I’m really comfortable right now, hookered the laptop up to the TV, laying on the sofa, talking shit in my head and making the words appear on the screen. It’s relaxing. Shame I feel terrible and have loads of work to do for very little reward.
Still, got a chunk of pork from Lidl for £2, so I’m guessing that’ll be quality eats. I don’t have anything to go with it, so will probably just have a porksicle in my underpants (not a euphemism).
I like living in the future, by the way, where I can stumble in at whatever in the a.m., pick up my iPad and press a few buttons to make Father Ted come on as if by magic.
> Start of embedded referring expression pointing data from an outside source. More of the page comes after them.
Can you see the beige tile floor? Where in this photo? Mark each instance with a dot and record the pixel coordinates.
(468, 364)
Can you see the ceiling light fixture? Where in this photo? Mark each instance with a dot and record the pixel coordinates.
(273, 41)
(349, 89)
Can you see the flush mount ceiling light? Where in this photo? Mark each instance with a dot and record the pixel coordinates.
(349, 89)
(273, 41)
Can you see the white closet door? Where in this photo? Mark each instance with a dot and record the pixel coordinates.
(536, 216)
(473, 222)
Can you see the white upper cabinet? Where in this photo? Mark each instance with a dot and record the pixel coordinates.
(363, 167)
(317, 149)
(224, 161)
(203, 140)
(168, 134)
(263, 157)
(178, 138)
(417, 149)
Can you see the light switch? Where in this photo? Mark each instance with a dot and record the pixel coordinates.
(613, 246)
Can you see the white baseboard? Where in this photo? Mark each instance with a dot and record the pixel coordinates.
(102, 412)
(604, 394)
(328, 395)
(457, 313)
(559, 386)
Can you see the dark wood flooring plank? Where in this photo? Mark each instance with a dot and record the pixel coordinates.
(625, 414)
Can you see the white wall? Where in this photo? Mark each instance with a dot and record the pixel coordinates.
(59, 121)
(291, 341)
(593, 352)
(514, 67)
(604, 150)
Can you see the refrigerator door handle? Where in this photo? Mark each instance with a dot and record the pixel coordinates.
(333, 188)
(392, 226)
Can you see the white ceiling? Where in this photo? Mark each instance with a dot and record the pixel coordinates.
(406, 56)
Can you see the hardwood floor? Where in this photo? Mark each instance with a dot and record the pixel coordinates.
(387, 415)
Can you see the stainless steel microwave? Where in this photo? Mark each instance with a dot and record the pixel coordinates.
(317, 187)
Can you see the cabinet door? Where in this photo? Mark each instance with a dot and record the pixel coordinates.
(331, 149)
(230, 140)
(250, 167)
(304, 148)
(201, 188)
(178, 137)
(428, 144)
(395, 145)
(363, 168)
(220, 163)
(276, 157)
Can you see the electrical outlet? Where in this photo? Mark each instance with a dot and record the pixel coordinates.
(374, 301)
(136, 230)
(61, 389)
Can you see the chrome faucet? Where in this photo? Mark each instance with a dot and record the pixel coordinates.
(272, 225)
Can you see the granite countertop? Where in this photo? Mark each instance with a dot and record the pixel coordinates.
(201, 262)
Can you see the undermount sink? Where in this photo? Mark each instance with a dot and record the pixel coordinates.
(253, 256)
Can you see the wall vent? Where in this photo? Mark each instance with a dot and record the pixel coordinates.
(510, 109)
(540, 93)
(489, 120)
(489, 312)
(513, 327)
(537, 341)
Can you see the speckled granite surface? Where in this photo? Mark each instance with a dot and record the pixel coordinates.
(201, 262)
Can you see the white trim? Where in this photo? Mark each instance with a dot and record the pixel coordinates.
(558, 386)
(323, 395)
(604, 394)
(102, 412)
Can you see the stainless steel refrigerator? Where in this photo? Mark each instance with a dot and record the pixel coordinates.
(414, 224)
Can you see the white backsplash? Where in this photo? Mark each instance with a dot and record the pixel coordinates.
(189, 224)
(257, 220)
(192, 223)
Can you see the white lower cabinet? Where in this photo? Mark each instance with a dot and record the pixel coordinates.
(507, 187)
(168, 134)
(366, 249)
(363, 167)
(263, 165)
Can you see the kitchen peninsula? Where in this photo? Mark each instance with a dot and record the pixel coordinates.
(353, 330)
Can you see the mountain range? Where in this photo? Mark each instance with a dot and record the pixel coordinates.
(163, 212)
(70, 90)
Though other than that the future’s a bit shit.
Julian Assange is a cock, isn’t he? I almost bought into his shit for a while, turns out he’s a cult of personality-loving, walking ego that thinks he’s far more important than he is. And I always find that hiding from allegations against you makes you look a tad guiltier than just going to court.
Oh, Sweden. Who fears going to Sweden? Honestly. It’s a nice place. As long as you don’t (allegedly) rape someone. Or get accosted by that bloke who’d been on Sweden’s Got Talent. Man, he was annoying.